Over 200,000 employees in the Department of Defense may currently be denied this right in the interests of “national security.” This is the case even for employees whose positions are designated noncritical sensitive.
Seven years later, is it time for a change?
The discrepancy between the DoD and other federal agencies owes to a 2013 federal court ruling. Kaplan v. Conyers, the United States Court of Appeals, Federal Circuit said the MSPB:
“cannot review the merits of DoD national security determinations concerning eligibility of an employee to occupy a sensitive position that implicates national security.”
This opinion owed largely to a Supreme Court ruling that limited the MSPB’s role in cases with national security concerns. However, the federal court’s 2013 decision surprised many with its interpretation of what was “sensitive.”
The Supreme Court’s limits for the MSPB had focused largely on the issue of security clearance. Still, the federal court held there was “nothing talismanic” about security clearances.

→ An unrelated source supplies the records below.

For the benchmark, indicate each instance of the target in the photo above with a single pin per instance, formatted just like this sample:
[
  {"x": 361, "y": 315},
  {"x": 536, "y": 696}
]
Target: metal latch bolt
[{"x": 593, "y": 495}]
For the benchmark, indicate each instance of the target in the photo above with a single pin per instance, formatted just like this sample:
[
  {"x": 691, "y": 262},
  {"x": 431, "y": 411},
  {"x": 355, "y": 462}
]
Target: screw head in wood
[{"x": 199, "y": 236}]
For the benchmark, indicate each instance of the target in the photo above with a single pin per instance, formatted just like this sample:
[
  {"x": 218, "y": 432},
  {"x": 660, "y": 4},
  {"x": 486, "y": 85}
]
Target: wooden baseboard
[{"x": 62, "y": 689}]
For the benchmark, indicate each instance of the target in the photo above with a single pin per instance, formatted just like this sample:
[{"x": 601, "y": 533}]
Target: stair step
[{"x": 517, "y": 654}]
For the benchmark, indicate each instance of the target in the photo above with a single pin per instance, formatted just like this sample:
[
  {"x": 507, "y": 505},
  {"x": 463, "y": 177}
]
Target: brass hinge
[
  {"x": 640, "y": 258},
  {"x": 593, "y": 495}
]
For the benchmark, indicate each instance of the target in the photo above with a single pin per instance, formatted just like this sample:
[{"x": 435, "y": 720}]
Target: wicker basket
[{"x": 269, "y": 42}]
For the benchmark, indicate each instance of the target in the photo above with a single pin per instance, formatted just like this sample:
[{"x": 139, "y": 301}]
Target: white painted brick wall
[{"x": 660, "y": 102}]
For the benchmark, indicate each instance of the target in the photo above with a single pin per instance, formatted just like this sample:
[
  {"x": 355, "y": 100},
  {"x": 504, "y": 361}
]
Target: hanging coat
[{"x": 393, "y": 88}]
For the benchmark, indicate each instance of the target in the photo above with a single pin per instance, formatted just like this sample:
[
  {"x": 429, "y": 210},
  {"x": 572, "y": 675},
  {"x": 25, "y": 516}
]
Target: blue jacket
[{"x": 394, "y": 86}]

In doing so, the federal court said the MSPB had no grounds to hear the cases for anyone whom the DoD claims has a national security interest. Or as one of the dissenting Circuit Judges noted:
“The effect is to effectively deny MSPB reviews for hundreds of thousands of federal employees—a number that is likely to increase as more positions are designated as non-critical sensitive.”
Now, nearly seven years later, this decision still serves as precedent. But members of the House have introduced a bill aimed at granting MSPB reviews and due process rights to DoD employees whose jobs don’t involve classified information.
If the bill becomes law, the Congresswoman who introduced it says it would add greater transparency. More employees would be able to challenge unfair punishments and retaliatory actions. However, as FedSmith noted, similar legislation has been introduced three other times. It’s not clear that anything has changed to give this bill a better chance.
A hearing is just the first step
Of course, even if the bill becomes law, DoD employees will still need to present their cases. It’s a safe bet that the DoD’s lawyers will be ready to support the disciplinary actions. Employees will need to offer compelling arguments. But if they get the chance, it’s more than they have now.